Jean-Jacques Lecercle. La seconde réflexion de Cioran (p. 977) doit être prise comme une boutade. Tactique comique traditionnelle : on dégonfle les prétentions d’un idéal trop élevé par des considérations bassement terre-à-terre. Si donc on peut rendre compte d’une action politique qui a bouleversé l’histoire mondiale par des crises d’insomnie, cela m’ouvre des perspectives et je propose d’expliquer Jules César par des hémorroïdes, Jeanne d’Arc par des cors au pied et Gandhi par un ver solitaire. Et sa première réflexion (p. 855) me paraît fausse. La contraste entre le collectif et l’individuel ne me semble pas pertinent pour distinguer deux pratiques politiques, violente ou non-violente. Car la non-violence de Gandhi a mis en mouvement les masses indiennes dans leur lutte contre le colonialisme britannique – des masses, pas des individus solitaires. Et si on passe de la pratique politique à son effet sur ceux qui la perçoivent et y adhèrent, alors, si solitude il y a, elle est plutôt du côté de Gandhi qui, à la manière de Tolstoï, s’adresse à la conscience morale de chacun d’entre nous pris individuellement, tandis que Lénine parle à ceux qu’il appelle « les ouvriers avancés », c’est-à-dire des individus en tant qu’ils sont membres d’un collectif, en l’occurrence une classe sociale – il n’y a rien de solitaire dans le rapport entre Lénine et son lecteur ou auditeur.

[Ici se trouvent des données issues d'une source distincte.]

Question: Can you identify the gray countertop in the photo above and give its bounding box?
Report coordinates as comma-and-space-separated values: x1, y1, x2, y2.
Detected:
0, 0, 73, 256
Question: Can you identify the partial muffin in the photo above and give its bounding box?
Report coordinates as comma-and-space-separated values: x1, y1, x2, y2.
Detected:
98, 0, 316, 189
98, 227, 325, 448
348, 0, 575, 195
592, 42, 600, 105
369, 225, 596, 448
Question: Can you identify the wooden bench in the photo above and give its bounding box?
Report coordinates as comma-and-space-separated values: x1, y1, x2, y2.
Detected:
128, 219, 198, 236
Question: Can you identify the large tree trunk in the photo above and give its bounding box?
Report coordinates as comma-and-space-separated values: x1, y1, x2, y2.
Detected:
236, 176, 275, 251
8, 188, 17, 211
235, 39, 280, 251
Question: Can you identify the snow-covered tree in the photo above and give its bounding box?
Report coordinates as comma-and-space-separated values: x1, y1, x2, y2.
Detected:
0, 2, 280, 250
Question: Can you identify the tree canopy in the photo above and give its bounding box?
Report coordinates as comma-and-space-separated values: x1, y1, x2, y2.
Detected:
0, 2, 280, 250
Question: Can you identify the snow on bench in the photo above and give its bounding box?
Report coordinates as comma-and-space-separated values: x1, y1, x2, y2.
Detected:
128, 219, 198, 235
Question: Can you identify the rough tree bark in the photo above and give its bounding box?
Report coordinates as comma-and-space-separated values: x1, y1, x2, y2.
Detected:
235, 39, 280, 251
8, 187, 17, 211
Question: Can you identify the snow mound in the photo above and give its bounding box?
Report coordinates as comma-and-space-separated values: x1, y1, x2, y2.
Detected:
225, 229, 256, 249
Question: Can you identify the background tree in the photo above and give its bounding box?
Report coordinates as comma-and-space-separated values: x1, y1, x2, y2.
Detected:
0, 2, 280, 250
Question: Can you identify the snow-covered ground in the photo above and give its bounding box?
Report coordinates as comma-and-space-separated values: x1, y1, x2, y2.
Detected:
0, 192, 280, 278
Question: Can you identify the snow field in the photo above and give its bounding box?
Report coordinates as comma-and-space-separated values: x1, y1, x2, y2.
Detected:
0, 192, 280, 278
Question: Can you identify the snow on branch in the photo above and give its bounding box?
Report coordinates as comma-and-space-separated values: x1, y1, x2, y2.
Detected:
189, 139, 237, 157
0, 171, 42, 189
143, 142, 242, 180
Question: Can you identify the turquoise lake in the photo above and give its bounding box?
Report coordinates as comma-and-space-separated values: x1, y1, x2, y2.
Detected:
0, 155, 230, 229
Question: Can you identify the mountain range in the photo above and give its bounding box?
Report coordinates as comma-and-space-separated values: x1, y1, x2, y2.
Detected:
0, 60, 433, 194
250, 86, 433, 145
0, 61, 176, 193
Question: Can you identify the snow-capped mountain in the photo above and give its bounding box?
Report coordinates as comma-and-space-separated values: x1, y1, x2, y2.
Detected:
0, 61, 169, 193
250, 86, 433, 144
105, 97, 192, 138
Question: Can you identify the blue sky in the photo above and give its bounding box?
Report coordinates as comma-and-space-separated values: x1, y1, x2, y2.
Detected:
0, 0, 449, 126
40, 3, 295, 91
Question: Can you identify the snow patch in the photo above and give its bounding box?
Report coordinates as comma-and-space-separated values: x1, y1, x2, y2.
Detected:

Mais la question que vous posez est fort intéressante. Car j’ai moi aussi été frappé par le fait que le centième anniversaire de la mort de Lénine est passé en Russie totalement inaperçu (aucune célébration, aucun intérêt médiatique). Vous me direz qu’ils ont des préoccupations plus urgentes. Mais, précisément, la référence historique de Poutine est Staline et non Lénine : le nationaliste grand-russe (même si géorgien de naissance) contre l’internationaliste. C’est à cette échelle-là qu’il faut chercher ce qui reste de Lénine : pas le père fondateur d’un empire ou d’un régime, mais l’incarnation de la possibilité de mettre fin au règne catastrophique du capitalisme, l’homme à cause de qui la civilisation capitaliste sait qu’elle est mortelle. Ce n’est pas rien, et cela ne risque pas d’être oublié tant que le capitalisme continuera sa fuite en avant mortifère.

A.H. On compare souvent Jean-Luc Mélenchon à Vladimir Lénine. Comparaison est-elle raison ?

Jean-Jacques Lecercle. Cette comparaison est principalement le fait de ceux que je persiste à appeler les chiens de garde de l’idéologie dominante. Elle prend appui sur ce que l’on perçoit comme la violence verbale de Mélenchon (et effectivement comme Lénine il ne recule pas devant les noms d’oiseaux adressés à ses adversaires politiques, qui le lui rendent bien) et elle se présente comme une proportion : la violence verbale de Robespierre menait ses adversaires à la guillotine, la violence verbale de Lénine menait ses adversaires au Goulag, la violence verbale de Mélenchon… Et les chiens de garde d’imaginer le pire. Ce dont ils ne se rendent pas compte, c’est que cette attaque (qui est elle-même une forme de violence verbale), qui vise en réalité à disqualifier l’idée même de révolution (française ou russe), constitue un éloge du vice à la vertu, car la proportion place Mélenchon dans la position du révolutionnaire. Si Mélenchon est le Robespierre ou le Lénine de notre temps (ce dont je ne suis pas entièrement sûr), alors il m’est extrêmement sympathique.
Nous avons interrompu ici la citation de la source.